England, die selbsternannte Wiege des Fußballs, stand wieder einmal auf dem Platz – und machte das, was Engländer nun mal am besten können: Erwartungen aufblasen wie ein Wembley-Ballon und dann 90 Minuten lang so spielen, dass selbst ein Dauerabo auf die „Sendung mit der Maus“ aufregender wirkt. Gegner? Andorra. Einwohnerzahl: weniger als die Warteschlange vor einer Londoner Fish-and-Chips-Bude an einem Samstagabend. FIFA-Rangliste: 174. Also ungefähr die fußballerische Version von „DHL liefert irgendwann“.
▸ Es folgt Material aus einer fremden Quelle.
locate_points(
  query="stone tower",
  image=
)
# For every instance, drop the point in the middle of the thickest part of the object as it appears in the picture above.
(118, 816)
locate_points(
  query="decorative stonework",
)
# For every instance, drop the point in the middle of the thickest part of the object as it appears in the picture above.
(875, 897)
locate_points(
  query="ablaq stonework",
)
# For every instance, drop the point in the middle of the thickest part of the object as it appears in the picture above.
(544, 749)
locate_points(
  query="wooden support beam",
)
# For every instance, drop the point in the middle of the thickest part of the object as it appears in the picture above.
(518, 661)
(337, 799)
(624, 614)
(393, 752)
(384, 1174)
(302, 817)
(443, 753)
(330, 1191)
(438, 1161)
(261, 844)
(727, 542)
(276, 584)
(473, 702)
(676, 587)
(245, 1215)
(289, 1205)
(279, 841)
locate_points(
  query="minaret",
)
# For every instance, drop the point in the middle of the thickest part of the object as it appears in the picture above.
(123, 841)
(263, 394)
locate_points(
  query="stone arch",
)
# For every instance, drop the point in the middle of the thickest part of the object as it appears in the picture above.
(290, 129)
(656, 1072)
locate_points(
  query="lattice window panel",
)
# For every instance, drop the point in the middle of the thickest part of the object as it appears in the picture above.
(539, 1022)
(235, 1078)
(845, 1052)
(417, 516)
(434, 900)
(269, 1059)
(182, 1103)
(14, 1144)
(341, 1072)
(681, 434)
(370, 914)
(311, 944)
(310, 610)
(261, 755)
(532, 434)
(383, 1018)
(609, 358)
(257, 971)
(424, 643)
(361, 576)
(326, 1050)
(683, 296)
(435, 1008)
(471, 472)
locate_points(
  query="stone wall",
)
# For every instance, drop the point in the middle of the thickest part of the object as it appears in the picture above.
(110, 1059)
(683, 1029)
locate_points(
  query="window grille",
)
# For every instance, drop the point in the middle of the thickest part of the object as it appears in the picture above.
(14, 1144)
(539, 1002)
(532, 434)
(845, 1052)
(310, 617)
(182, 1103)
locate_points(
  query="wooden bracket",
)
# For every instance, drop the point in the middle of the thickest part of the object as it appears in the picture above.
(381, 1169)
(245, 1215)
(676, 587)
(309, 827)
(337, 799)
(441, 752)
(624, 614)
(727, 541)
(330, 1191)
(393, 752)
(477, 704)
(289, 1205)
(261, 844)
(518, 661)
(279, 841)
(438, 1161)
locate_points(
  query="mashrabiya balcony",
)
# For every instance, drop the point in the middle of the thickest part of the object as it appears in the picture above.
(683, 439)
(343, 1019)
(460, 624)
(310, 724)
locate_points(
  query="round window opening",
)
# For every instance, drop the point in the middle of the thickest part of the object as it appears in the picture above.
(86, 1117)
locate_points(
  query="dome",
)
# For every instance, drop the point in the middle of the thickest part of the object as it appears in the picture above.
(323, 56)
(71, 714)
Tuchel, der Prophet der Langeweile

Thomas Tuchel, der Mann mit der Mission „Titel oder Tod“, hatte eine klare Ansage gemacht: Wir wollen alles gewinnen! Nach dem 2:0-Sieg gegen Andorra war er hochzufrieden. „Ich mochte unsere Vorstellung“, säuselte er. Übersetzt: England hat mit 85 Prozent Ballbesitz ungefähr so viele Ideen entwickelt wie ein Toastbrot auf Diät. Tuchel selbst bejubelte ein Eigentor der Andorraner mit einer Begeisterung, als hätte er soeben die Wiedervereinigung eingeleitet. Man merkte: Der Mann ist mit den kleinen Dingen im Leben zufrieden – vielleicht hat er auch deshalb jahrelang Bayern trainiert.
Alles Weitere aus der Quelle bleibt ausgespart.